Fig. 4. Immune response and iron deposition in reperfused and permanent infarcts.

a Representative 180 min reperfused infarct at 1 week post-infarction shows regions of iron accumulation at the transition zone between myocyte necrosis and mixed viable myocytes (Prussian blue, black, and blue arrows) colocalized with MHC class II antigen-presenting cells (Cathepsin-S, black arrows) and newly recruited macrophages (MAC-387, blue arrows). b, c Representative permanently occluded infarct at 1 week post-infarction also had heterogeneous macrophage aggregation with newly recruited macrophages (MAC-387, blue arrows) and MHC class II antigen-presenting cells (Cathepsin-S, black arrows) colocalized with iron accumulation (Prussian blue, black, and blue arrows). Histology was repeated in independent tissue sections for 90 (n = 2), 180 min (n = 2) reperfused, and permanent (n = 2) infarcts which showed similar histopathological findings within reperfused and permanent infarct groups. a and b are at ×40 magnification and c is at ×100 magnification.

Fig. 5. Magnetic susceptibility and iron evolve from 1 to 8 weeks post-infarction.

a In vivo late gadolinium enhanced (LGE), T2*-weighted (T2*w), T2* maps, and quantitative susceptibility maps (QSM) from a reperfused 90 min animal imaged serially. In vivo LGE, reperfused infarcts at 1 week post-infarction had microvascular obstruction (MVO) indicated by hypointense regions (white arrows), MVO is no longer present at 8 weeks post-infarction. QSM shows an infarct paramagnetic shift (red arrows) compared with viable myocardium (myo). b At 1 week, reperfused infarcts had a significant paramagnetic shift (P = 2e−4) associated with (c) a significant elevation in infarct iron concentration (P < 0.0001). From 1 to 8 weeks post-infarction there was a significant decrease in infarct magnetic susceptibility (P = 1e−4) and iron concentration (P < 0.0001). Magnetic susceptibility was measured in vivo at 1 week (n = 11) and 8 weeks (n = 8) post-infarction from independent animals.
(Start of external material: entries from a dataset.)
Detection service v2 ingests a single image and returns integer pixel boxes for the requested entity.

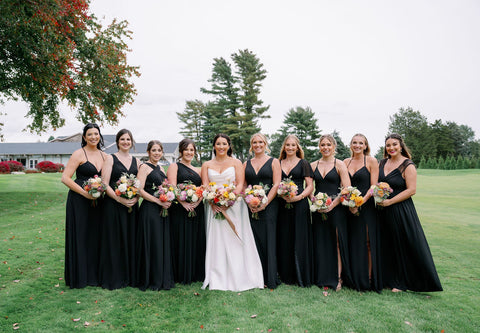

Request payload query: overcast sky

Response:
[0,0,480,152]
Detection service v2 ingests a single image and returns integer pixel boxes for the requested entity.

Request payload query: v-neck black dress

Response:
[65,153,103,288]
[245,157,283,289]
[98,154,138,290]
[312,159,350,289]
[277,159,313,287]
[347,159,382,292]
[136,163,175,290]
[169,163,206,284]
[378,159,442,291]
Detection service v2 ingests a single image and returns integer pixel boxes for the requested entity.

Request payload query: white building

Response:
[0,133,178,169]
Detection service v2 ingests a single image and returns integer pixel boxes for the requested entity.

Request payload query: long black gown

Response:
[312,159,350,288]
[98,154,138,290]
[347,156,382,292]
[169,163,206,284]
[277,159,313,287]
[245,157,280,289]
[65,151,103,288]
[378,159,443,291]
[136,163,175,290]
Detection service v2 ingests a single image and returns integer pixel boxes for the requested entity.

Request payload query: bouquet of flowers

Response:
[310,192,332,221]
[153,179,175,217]
[277,178,298,209]
[370,182,393,207]
[115,172,140,213]
[203,182,237,220]
[340,186,363,215]
[83,175,107,206]
[175,181,203,217]
[244,183,269,220]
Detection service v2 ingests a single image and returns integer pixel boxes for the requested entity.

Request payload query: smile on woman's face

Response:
[182,143,195,162]
[118,133,132,151]
[83,127,100,147]
[320,138,335,157]
[385,138,402,157]
[214,137,230,156]
[285,138,298,156]
[350,136,367,155]
[148,145,163,163]
[252,136,265,154]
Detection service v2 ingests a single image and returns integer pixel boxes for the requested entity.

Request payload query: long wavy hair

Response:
[82,123,105,150]
[383,133,412,159]
[278,134,305,161]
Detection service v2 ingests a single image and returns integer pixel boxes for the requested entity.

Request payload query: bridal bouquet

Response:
[340,186,363,215]
[244,183,269,220]
[310,192,332,221]
[203,182,237,220]
[370,182,393,207]
[277,178,298,209]
[153,179,175,217]
[83,175,107,206]
[175,181,203,217]
[115,172,140,213]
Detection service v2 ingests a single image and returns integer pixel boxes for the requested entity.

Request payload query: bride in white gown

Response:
[202,134,264,291]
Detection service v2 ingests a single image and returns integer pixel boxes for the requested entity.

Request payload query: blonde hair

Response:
[248,132,270,154]
[318,134,337,155]
[278,134,305,160]
[349,133,370,156]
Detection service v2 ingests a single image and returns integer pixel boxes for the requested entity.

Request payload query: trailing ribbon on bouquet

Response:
[222,211,243,243]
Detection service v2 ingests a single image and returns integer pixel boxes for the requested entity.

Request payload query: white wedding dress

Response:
[202,167,264,291]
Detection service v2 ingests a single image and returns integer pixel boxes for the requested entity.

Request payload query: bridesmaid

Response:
[378,134,442,292]
[167,139,206,284]
[136,140,175,290]
[277,135,313,287]
[99,129,140,290]
[244,133,282,289]
[311,134,350,291]
[62,124,105,288]
[344,134,382,292]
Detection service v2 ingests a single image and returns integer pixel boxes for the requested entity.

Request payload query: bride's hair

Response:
[213,133,233,156]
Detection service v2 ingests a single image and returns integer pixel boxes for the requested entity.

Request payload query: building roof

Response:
[0,141,178,155]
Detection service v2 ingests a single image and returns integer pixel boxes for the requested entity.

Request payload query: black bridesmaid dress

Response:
[312,159,350,289]
[136,163,175,290]
[169,163,206,284]
[277,159,313,287]
[65,150,103,288]
[378,159,443,291]
[245,157,280,289]
[98,154,138,290]
[347,156,382,292]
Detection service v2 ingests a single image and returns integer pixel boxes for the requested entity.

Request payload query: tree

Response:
[330,130,350,161]
[0,0,140,133]
[388,107,436,164]
[271,106,320,161]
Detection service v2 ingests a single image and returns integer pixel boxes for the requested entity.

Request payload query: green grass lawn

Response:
[0,170,480,332]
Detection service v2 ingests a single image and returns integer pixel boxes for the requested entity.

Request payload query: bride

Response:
[202,134,264,291]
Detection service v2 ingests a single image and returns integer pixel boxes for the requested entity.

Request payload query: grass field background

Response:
[0,170,480,332]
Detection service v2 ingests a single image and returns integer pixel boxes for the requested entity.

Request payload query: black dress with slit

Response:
[136,163,175,290]
[65,151,103,288]
[245,157,283,289]
[347,156,382,292]
[99,154,138,290]
[169,163,206,284]
[378,159,442,291]
[312,159,350,288]
[277,159,313,287]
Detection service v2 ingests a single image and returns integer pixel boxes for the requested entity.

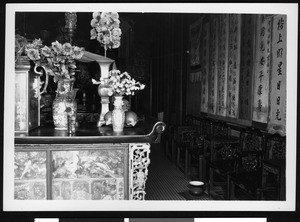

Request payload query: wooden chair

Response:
[175,126,198,177]
[187,133,207,182]
[209,141,240,200]
[228,128,265,200]
[261,134,286,200]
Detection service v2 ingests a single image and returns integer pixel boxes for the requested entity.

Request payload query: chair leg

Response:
[229,179,235,200]
[226,174,231,200]
[176,147,180,168]
[171,139,176,163]
[184,147,189,177]
[208,168,214,195]
[198,155,206,182]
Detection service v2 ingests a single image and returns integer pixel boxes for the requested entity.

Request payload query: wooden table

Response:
[14,118,165,200]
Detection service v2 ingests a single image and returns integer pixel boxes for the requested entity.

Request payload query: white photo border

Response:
[3,3,298,211]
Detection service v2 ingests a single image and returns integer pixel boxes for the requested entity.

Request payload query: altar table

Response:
[14,118,165,200]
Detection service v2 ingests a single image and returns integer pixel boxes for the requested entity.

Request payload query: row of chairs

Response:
[166,117,286,199]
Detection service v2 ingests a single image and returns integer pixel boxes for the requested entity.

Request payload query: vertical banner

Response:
[239,14,255,120]
[252,15,272,123]
[200,22,209,113]
[268,15,287,135]
[190,18,202,66]
[208,15,219,115]
[227,14,241,118]
[217,14,229,116]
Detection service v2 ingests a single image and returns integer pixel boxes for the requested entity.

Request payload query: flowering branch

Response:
[90,12,122,57]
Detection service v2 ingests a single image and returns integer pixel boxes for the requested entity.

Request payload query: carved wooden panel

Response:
[14,152,47,200]
[129,143,150,200]
[52,149,125,200]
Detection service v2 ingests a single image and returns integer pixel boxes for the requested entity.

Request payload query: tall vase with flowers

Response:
[100,70,145,132]
[90,12,122,57]
[25,39,84,130]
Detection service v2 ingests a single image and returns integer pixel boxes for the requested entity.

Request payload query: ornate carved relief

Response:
[129,143,150,200]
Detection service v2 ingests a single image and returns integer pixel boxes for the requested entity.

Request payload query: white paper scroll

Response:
[268,15,287,135]
[239,15,255,120]
[208,16,219,115]
[201,23,209,113]
[252,15,272,123]
[227,14,241,118]
[217,14,229,116]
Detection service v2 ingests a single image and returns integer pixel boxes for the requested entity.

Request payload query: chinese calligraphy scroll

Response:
[217,14,229,116]
[239,15,255,120]
[252,15,272,123]
[268,15,287,135]
[200,23,209,113]
[227,14,241,118]
[208,16,219,115]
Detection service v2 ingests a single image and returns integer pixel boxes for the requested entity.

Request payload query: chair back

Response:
[238,128,265,173]
[266,134,286,160]
[212,121,229,138]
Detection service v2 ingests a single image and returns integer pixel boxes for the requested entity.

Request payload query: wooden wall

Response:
[150,13,189,124]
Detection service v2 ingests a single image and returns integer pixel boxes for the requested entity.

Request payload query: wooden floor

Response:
[145,144,209,200]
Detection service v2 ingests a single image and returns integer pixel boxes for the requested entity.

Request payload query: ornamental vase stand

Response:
[96,57,114,127]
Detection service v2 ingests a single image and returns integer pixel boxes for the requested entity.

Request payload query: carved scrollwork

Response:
[129,143,150,200]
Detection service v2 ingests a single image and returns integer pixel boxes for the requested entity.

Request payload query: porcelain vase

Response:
[112,96,125,132]
[52,78,77,130]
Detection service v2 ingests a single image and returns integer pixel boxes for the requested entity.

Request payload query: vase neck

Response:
[114,96,123,108]
[57,79,75,94]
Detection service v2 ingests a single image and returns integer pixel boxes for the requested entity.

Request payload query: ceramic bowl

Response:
[188,181,205,196]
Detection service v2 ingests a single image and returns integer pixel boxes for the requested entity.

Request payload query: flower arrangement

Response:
[90,12,122,57]
[25,39,84,82]
[15,34,28,61]
[96,69,145,96]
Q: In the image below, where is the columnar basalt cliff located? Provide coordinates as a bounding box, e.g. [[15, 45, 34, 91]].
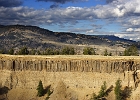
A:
[[0, 55, 140, 100]]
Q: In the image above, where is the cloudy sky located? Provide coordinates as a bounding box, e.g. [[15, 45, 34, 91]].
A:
[[0, 0, 140, 41]]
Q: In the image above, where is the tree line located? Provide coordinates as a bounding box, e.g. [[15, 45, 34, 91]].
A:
[[0, 45, 139, 56]]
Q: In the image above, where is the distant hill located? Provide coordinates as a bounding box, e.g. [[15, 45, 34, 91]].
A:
[[0, 25, 136, 54], [98, 35, 136, 43]]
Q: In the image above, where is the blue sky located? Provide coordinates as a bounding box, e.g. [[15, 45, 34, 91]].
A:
[[0, 0, 140, 41]]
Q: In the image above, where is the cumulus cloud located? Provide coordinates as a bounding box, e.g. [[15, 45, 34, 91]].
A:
[[126, 28, 134, 32], [0, 0, 23, 7], [37, 0, 87, 4]]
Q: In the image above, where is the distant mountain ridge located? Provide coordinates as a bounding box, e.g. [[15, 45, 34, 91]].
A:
[[0, 25, 136, 49], [98, 35, 136, 43]]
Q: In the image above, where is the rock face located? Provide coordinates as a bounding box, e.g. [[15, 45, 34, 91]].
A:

Total iron ICP-OES measurements at 1 week (n = 80, 68) and 8 weeks (n = 20, 23) were from independent tissue samples (myo, infarct). Two-way ANOVA with Tukey’s HSD post-hoc tests were used to compare across tissue regions and post-infarction time points. d Representative 90 min 1 week post-infarction histology shows extensive fibrosis (Trichrome), erythrocyte deposition (H&E, inset), and iron accumulation (Prussian blue, inset) at the transition zone between autolyzed necrotic myocytes (H&E) and mixed viable myocytes. Immunohistochemistry shows positive staining for hemoglobin (HBB IHC). e Representative 90 min 8 weeks post-infarction histology shows dense collagen deposition (Trichrome), lack of cell viability (H&E), sparse regions of iron accumulation (Prussian blue, inset) within the infarct core and there was a lack of positive hemoglobin staining (HBB IHC). Representative histology from each infarct group and remote myocardium are shown in Supplementary Figs. 6 and 7. Histology was repeated independently on multiple tissue sections (n > 5) for each post-infarction time point which showed similar histopathological findings within each group. The results are reported as mean ± SD. Significance is indicated by **P < 0.001. T2*w images are at echo time (TE) 10 ms. Source data for b and c are provided as a Source data file.

Fig. 6. Imaging of ST-elevation myocardial infarction patients after reperfusion therapy.

a Patient had a nontransmural infarction with microvascular obstruction (LGE, white arrows), hemorrhage, and elevated magnetic susceptibility (QSM, red arrows). b Patient had substantial transmural infarction with microvascular obstruction, and significant hemorrhage and increases in magnetic susceptibility. c Patient shows a nontransmural infarction, minimal microvascular obstruction, and no substantial increase in magnetic susceptibility in the infarct region. All patients were reported to have TIMI grade 3 flow (no flow defects) following reperfusion and were imaged within 48 h after reperfusion therapy. T2*w images are at echo time (TE) 10 ms.